Curtis Mayfield Boyd, no relation, gets to the Nucor yard in West Memphis at 04:55 on a Tuesday. The yard does not open until 05:00. He waits behind a black Peterbilt with a Louisiana tag.
Curtis is fifty-eight. He drives a 2019 Kenworth W900L with a 72-inch sleeper, paid off in March. The truck is dark green with gold pinstripes he had done in Tupelo for 1,400 dollars.
He pulls a forty-eight-foot Reitnouer flatbed. Today he is loading three steel coils, 48,000 pounds total, bound for a fabricator in Laredo.
"Three coils is easy," he says. "Three coils sits in the wells. Three coils don't move."
He climbs onto the deck in steel-toed boots and runs four-inch straps over each coil, then chains with binders. He throws tarps over them, two heavy black ones, and ties off the corners with bungees. The tarping takes him forty-one minutes.
He is an owner-operator leased to a small flatbed carrier out of Olive Branch, Mississippi. They take 12 percent. He pays his own fuel, his own insurance, his own tires.
He grossed 218,000 last year. After fuel, after the truck payment when he still had one, after insurance, after tires, after the IFTA, he netted around 92,000.
“After fuel, after the truck payment when he still had one, after insurance, after tires, after the IFTA, he netted around 92,000.”
"It's a living," he says. "It ain't what they tell you on YouTube."
He is rolling south on I-55 by 06:30. Cruise set at 65. He gets 6.8 miles to the gallon empty, 5.4 loaded. Diesel today is 3.89 at the Loves in Marion.
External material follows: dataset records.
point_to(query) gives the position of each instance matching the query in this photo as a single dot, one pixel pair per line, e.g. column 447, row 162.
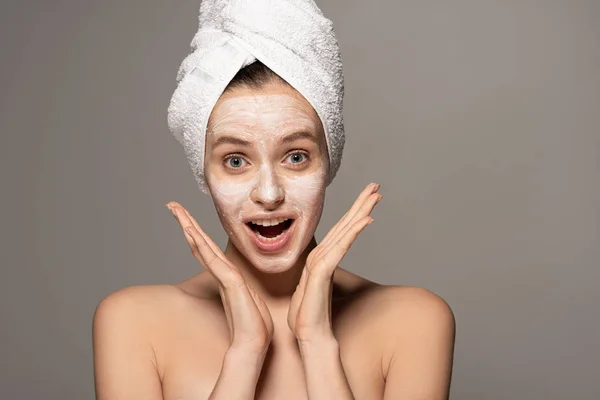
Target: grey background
column 480, row 118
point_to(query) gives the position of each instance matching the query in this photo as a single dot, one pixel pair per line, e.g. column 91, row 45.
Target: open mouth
column 270, row 233
column 270, row 236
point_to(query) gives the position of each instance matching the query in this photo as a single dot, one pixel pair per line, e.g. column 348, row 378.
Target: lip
column 271, row 246
column 259, row 217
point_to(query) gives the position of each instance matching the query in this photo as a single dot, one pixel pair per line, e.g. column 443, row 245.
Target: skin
column 299, row 325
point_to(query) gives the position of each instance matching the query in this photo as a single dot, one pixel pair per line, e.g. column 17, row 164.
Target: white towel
column 291, row 37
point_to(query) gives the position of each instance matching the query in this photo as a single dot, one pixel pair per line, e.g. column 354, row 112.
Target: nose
column 268, row 191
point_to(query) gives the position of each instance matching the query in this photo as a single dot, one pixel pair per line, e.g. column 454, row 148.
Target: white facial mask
column 268, row 183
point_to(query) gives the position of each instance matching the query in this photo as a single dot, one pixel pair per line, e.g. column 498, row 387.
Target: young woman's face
column 266, row 168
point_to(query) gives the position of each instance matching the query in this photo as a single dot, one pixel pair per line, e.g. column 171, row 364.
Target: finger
column 228, row 276
column 358, row 203
column 364, row 211
column 336, row 251
column 186, row 220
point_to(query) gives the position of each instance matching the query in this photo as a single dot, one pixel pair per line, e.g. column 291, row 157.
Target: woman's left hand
column 309, row 316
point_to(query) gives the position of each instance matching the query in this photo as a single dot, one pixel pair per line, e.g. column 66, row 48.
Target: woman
column 274, row 316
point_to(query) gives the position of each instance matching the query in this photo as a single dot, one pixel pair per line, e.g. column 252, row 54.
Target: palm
column 310, row 307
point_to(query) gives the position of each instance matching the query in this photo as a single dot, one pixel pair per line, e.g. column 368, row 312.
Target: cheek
column 307, row 193
column 229, row 197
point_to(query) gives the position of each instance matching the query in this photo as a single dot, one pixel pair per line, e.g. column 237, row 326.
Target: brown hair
column 255, row 75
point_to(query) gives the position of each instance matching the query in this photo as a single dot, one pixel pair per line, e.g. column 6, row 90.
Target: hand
column 250, row 323
column 309, row 315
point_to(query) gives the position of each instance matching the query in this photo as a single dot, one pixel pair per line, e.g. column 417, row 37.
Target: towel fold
column 291, row 37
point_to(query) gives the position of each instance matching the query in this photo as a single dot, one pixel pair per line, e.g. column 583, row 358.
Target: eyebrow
column 296, row 136
column 231, row 140
column 244, row 143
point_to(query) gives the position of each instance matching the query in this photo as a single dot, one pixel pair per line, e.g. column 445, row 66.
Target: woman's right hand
column 250, row 323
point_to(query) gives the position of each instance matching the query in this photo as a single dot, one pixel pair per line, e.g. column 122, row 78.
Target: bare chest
column 192, row 370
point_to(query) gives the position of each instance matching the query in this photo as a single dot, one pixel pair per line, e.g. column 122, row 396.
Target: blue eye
column 296, row 158
column 235, row 162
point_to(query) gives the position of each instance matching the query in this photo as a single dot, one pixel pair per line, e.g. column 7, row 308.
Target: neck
column 274, row 288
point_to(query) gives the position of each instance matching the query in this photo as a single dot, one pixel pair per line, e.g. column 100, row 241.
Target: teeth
column 269, row 222
column 266, row 239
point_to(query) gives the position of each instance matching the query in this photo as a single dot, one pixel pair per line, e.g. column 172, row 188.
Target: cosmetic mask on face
column 266, row 165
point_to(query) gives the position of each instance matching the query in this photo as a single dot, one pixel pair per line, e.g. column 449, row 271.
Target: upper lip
column 262, row 217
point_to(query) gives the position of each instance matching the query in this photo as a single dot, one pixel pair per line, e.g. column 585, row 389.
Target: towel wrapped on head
column 291, row 37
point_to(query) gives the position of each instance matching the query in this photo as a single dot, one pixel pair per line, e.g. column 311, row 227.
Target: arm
column 239, row 375
column 325, row 377
column 422, row 346
column 124, row 363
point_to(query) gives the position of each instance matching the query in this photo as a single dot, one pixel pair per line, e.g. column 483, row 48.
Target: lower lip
column 273, row 245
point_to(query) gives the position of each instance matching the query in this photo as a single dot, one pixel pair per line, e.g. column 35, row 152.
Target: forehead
column 273, row 110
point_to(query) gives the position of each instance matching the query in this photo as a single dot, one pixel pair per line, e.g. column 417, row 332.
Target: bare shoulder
column 146, row 309
column 418, row 327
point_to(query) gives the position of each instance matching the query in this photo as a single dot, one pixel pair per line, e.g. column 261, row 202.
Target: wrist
column 322, row 345
column 245, row 356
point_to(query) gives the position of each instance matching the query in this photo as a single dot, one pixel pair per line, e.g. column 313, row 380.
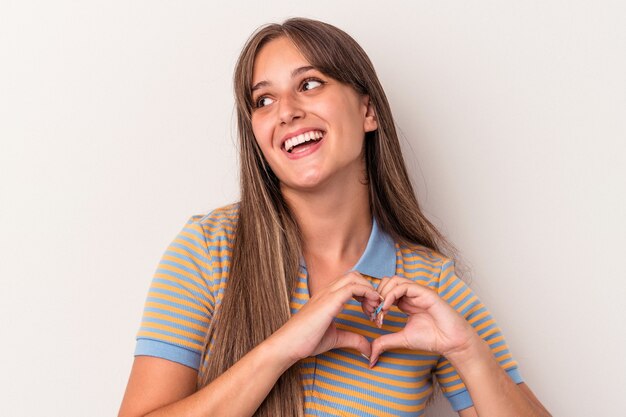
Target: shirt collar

He listens to a Memphis sports radio show until the signal goes. Then a podcast about the Civil War. Then nothing.
"I like the quiet stretch through Arkansas," he says. "Rice fields. Nothing on the CB. You think your own thoughts."
He stops at the Pilot in Texarkana for the bathroom and a coffee. He does not eat. He keeps a soft cooler behind the passenger seat with three turkey sandwiches his wife Renita made, a bag of grapes, and four bottles of water.
Renita is a school secretary in Frayser. They have been married thirty-one years. Two grown sons, one a paramedic, one in the Navy.
"She knows the road as good as I do," he says. "She knows when I'm tired before I do."
He gets into Laredo at 17:48, eleven hours after leaving Marion, with one 30-minute break logged for the regulations. He sleeps in the truck at a TA on the north side of town.
He delivers at 07:00 Wednesday. The receiver is slow. He sits four hours in the yard.
He picks up a backhaul of oilfield pipe at a yard near Pleasanton at 14:30 and turns it back toward a rig site in west Texas. The dispatcher pays him 2.85 a mile loaded for that one. He thinks it should be 3.10. He takes it.
"The rate isn't what it was in 2022," he says. "Nothing is what it was in 2022."
He is back in West Memphis by Sunday morning. He will be in his own bed for two nights. Then the yard at 04:55 again.